Bronze, Silver, Purple: My Dad, The Army Vet, Had Them All

By Peter Sloggatt

psloggatt@longislandergroup.com

 

Lt. Arthur Sloggatt, far right, and fellow recipients of the Silver Star medal from the 781st Tank Battalion.

Growing up, I thought every kid’s dad had a drawer full of Army medals.

As a child, I liked to nose around in the top drawer of my father’s dresser. It was full of exotic things, like tie bars and cufflinks, old watches, coins from foreign countries, dog tags and Army medals. There was a Bronze Star, a Silver Star and a Purple Heart. I liked to take them from their black presentation boxes, feel their weight and run a finger along their sculpted outlines.

Dad also kept his Army helmet sitting around. It had two bullet holes in it. One in the front where a sniper’s bullet went in; the other, a jagged one in the back where the bullet made its exit.

It turns out not every kid’s dad came home with medals.

It wasn’t until I was an adult that I grasped the significance of those medals. I was at a ceremony hosted by our local congressman to award World War II service medals to several hundred veterans. In the program listing their names, there were symbols next to some: one asterisk marked bronze medal recipients; two asterisks, silver medal recipients. There was not a lot of either.

My dad, Lt. Arthur Hastings Sloggatt, was a tank commander with Company A, 781st Tank Division. The division, formed in 1942 at Ft. Knox, Kentucky, helped develop modern tank warfare. While still stateside, they tested tanks, giving feedback on the pros and cons of various prototypes. Their reports resulted in the mass-production of the Sherman M4A3 medium tank as well as the development of tank-supported infantry tactics.

The 781st arrived in Europe in October 1944, landing at the port of Marseille in France, just as Patton’s Seventh Army was poised to enter Germany. The job was to push through the Nazi-held Maginot line fortresses, break through the Siegfried line and cross the Rhine to take the city of Manheim, a heavily-defended industrial city. Their first stop was Bitche, a medieval fortress in France that had never been breached. It fell to a relentless pounding of artillery.
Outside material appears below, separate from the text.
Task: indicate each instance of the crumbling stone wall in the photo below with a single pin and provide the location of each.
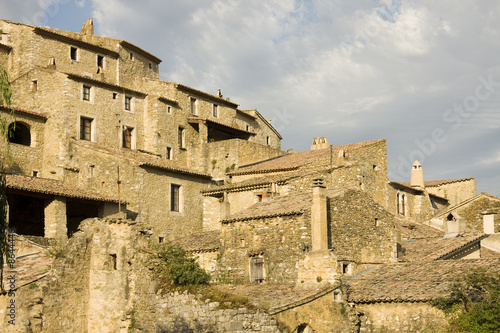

Meanwhile, A Company was attached to the 399th regiment of the 100th Infantry in an attack on the town of Lemberg just to the south, an operation that saw most of the company awarded the Bronze Star.

If that’s where dad picked up his, I don’t know. Because like many of his generation, he did not speak much of the war. He came home, got a job, started a family, put the medals in his top drawer and put the war behind him.

What I have learned of my father’s service comes from recently declassified military documents, a unit history on the 781st, and a recently published book, “Duty Before Self,” which details the 781st and its role in tank warfare. It was through this book that I learned for the first time of the circumstances behind my father being awarded the Silver Star, the third highest military award the nation can give.

It was late in the war – May, 1945 – and Company A hooked up with elements of the 10th Armored Division advancing on the town of Schongau when they hit a pocket of resistance. Author John Mitzel recounts: “2nd Lt. Arthur Sloggatt was advancing as the lead tank with his combat team when they encountered small-arms fire and fire from an SP gun. Lt. Sloggatt dismounted from his tank, and ignoring the hail of bullets, went forward on foot to recon the situation. Despite being wounded by small arms fire, from his lead position he directed the fire from his section and succeeded in knocking out the SP gun.”

Once they were able to advance and secure the situation, “It was a surprise to find that the defenders were trying to protect two battalions of horse-drawn artillery, which surrendered along with 100 POWs,” Mitzel wrote. “For his bravery, Lt. Sloggatt was awarded the Silver Star, and he also got a Purple Heart.”

So, my dad was a badass.

It was news to me. When I knew him, he’d traded his tank for a station wagon and his rifle for a pen. A talented artist, he first went to work as one of Robert Ripley’s artists producing the “Ripley’s Believe it or Not” cartoon panels, and later became a political cartoonist for the New York Daily Mirror.

He and my mom, the former Dorothea Green, had married during the war and after their first child died in infancy, they considered every child a gift. In all, they raised nine of us. I was the last, and just three years old when the Mirror folded. Dad managed to keep us clothed and fed while working as a freelance artist for nearly 10 years after that before eventually taking a job as a corporate director.

Like so many members of what journalist Dan Rather called the “greatest generation,” my father did what he had to, no doubt witnessing terrible things, but left the war behind to raise a family and build a great nation.


Arthur Sloggatt will be honored this Sunday at Huntington Town Hall at 9 a.m., where a Veterans Day ceremony will recognize the Huntington Kiwanis Club’s Field of Honor flag program, which will continue to adorn Town Hall’s front lawn until Dec. 8.